Remember, if you are an English Heritage member, you can get in absolutely FREE and enjoy 10% discount in the shop and café. Also, if you buy a York Pass, you can get entry included too. So, it makes a great day trip from the city.
Make sure you take a look at theScarborough Castle opening times on the website.
How to get to Scarborough castle
As parking is limited around the area, it is best to walk up to the fort which is NO easy feat!
I walked from South Bay at the bottom and followed the trail up towards the castle on Scarborough Castle Hill.
Although the trail is mainly steep and flat pathways, there are some steps at the end which will take your breath away. The whole journey took me around 15 minutes from the bottom.
There is no bus stop outside Scarborough Castle itself, the nearest bus stop is near Castle Road Car Park. Then, you’ll need to walk the rest of the way to the top!
Scarborough Castle parking
Scarborough Castle doesn’t have any dedicated parking for visitors or members. But, there is a pay and display car park outside of St Mary’s Parish Church opposite the entrance.
It’s a huge car park with plenty of overflow spaces on the grassland.
I would highly recommend paying a visit to the church nearby while you’re here! It was originally built in 1150 but suffered damaged during the Civil War like the castle. In the graveyard, you can find the resting place of the literary giant, Anne Bronte.
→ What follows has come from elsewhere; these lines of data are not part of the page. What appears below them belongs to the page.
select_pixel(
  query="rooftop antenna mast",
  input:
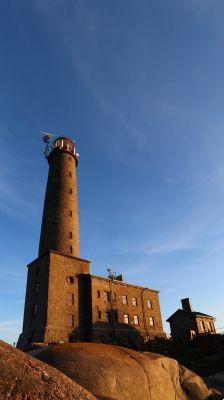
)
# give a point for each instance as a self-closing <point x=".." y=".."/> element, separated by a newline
<point x="47" y="136"/>
<point x="111" y="273"/>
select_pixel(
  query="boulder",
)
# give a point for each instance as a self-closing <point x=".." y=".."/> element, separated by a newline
<point x="22" y="377"/>
<point x="116" y="373"/>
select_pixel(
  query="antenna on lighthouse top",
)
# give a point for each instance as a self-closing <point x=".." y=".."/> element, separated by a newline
<point x="47" y="140"/>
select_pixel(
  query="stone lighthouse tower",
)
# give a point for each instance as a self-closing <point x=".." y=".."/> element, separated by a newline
<point x="58" y="282"/>
<point x="60" y="230"/>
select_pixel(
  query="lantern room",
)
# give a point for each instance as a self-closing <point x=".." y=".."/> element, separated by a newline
<point x="65" y="144"/>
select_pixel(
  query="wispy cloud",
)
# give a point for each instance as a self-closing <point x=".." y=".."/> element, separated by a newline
<point x="10" y="325"/>
<point x="12" y="202"/>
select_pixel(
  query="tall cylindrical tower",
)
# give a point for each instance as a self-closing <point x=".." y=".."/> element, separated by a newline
<point x="60" y="227"/>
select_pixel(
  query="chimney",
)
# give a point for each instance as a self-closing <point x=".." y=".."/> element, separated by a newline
<point x="186" y="305"/>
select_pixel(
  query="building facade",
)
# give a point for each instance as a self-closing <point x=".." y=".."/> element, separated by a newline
<point x="64" y="302"/>
<point x="185" y="323"/>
Looking for more things to see in Scarborough?
I was always told that Scarborough was a little tacky, but this couldn’t be further from the truth! Sure, there’s plenty of arcades, funfairs and lights. But, I had no idea just how much history was here to uncover.
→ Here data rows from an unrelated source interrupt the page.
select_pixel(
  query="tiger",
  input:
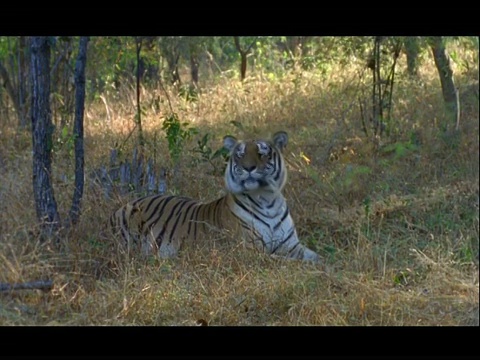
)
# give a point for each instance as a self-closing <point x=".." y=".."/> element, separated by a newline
<point x="253" y="208"/>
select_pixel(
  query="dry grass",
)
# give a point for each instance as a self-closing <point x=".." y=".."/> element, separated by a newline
<point x="399" y="231"/>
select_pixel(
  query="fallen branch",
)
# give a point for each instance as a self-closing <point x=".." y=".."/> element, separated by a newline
<point x="40" y="284"/>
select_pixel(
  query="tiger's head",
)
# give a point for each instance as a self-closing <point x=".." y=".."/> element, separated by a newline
<point x="256" y="165"/>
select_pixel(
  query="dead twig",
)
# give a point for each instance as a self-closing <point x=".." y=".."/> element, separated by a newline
<point x="39" y="284"/>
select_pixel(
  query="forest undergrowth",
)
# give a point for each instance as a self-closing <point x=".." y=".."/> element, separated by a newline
<point x="395" y="217"/>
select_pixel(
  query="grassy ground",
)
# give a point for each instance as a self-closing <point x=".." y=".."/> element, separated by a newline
<point x="396" y="218"/>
It’s the oldest seaside resort in England and there really was such a thing as the Scarborough Fair (yes, just like the Simon and Garfunkel song).
As well as the likes of this historic castle, it also had a spa where people would visit to ‘take the waters’. Why not take a ride in style on one of their original Victorian funicular railways?
It has the Rotunda, the UK’s first purpose built museum, pirate ships where you can follow in the footsteps of Captain Cook. Don’t forget to visit one of the nations favourite parks right here in the town. The Oriental-themed Peasholm Park was originally built in 1912 and was based on the willow tea sets!
There is SO much to this place beyond the arcades, sweet shops and beaches. You just need to dig a little deeper.
Where to stay in Scarborough
The tradition of taking the waters at Scarborough has been around for centuries. Luckily today, we can take a much more modern approach.
The Crown Spa Hotel was the first purpose-built hotel in England and it provides the perfect base for a few days of luxury and pampering.
They have a great selection of fresh comfy rooms and many of those are seaside facing. It’s located high up on the cliffs, so you can get an incredible view of the castle, the beaches and beyond!
They have a glorious Victorian spa on site or you can indulge in one of their scrumptious afternoon teas.